The easiest way is with a bag of money. If Wilder’s management team reaches a deal for a big-money fight with Klitschko, they can easily fill a suitcase with cash in order for Povetkin to forget he’s due a shot at the WBC belt. That might not work, though. The Russian probably doesn’t care about Wilder’s belt, but he knows that beating the American will get him another fight with the champ.
If all else fails, Wilder can use the old trick of throwing the WBC belt in the garbage and announcing that the only title he cares about is Klitschko’s.

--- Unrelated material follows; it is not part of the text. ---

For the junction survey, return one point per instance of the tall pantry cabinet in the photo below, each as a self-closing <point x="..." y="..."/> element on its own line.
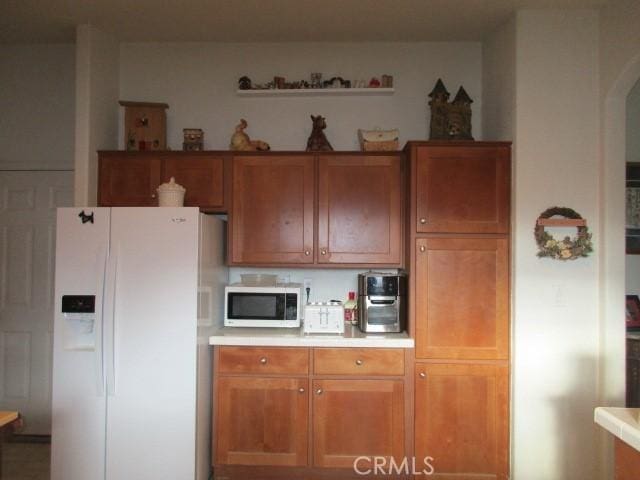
<point x="458" y="255"/>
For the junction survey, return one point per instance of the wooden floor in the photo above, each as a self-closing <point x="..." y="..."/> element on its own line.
<point x="25" y="461"/>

That has multiple advantages: it would be the truth, it would put an alphabet belt in a trash can, and it would eliminate the need to fight Povetkin.
Wilder’s plan going forward depends on what he and his handlers think he’s going to accomplish. If all they are after is a big-money fight with Klitschko, they will do anything they can to get out of the Povetkin fight. However, if they actually want to prepare him to beat Klitschko and have a meaningful run with the heavyweight title, they need to take the fight.
The best fighter Wilder has ever faced is Stiverne, and having seem him fight in person, he’s not much. He might be one of the 15 best heavyweights in the world, but that’s about it. Klitschko uses better fighters for sparring practice.
In an ideal situation, Wilder would have fought better fighters in his two title defenses, preparing him as well as possible for the step in class that he’ll be taking against Povetkin and Kiltschko. Instead, they went with two easy paydays in Molina and Duhaupas.
Now they’ve painted themselves into a corner. Wilder either has to go into the Klitschko fight without having ever faced another top-10 fighter, or he has to take the risk of fighting Povetkin. The latter course is dangerous – there’s no guarantee that Wilder can beat the Russian, but if he can’t, he doesn’t have a chance against Klitschko.
I hope Wilder and his handlers do the right thing. Take the mandatory defense with Povetkin, then go after the champion with some tough rounds under his belt. Don’t take the easy way out, and sacrifice his shot at the title for quick cash.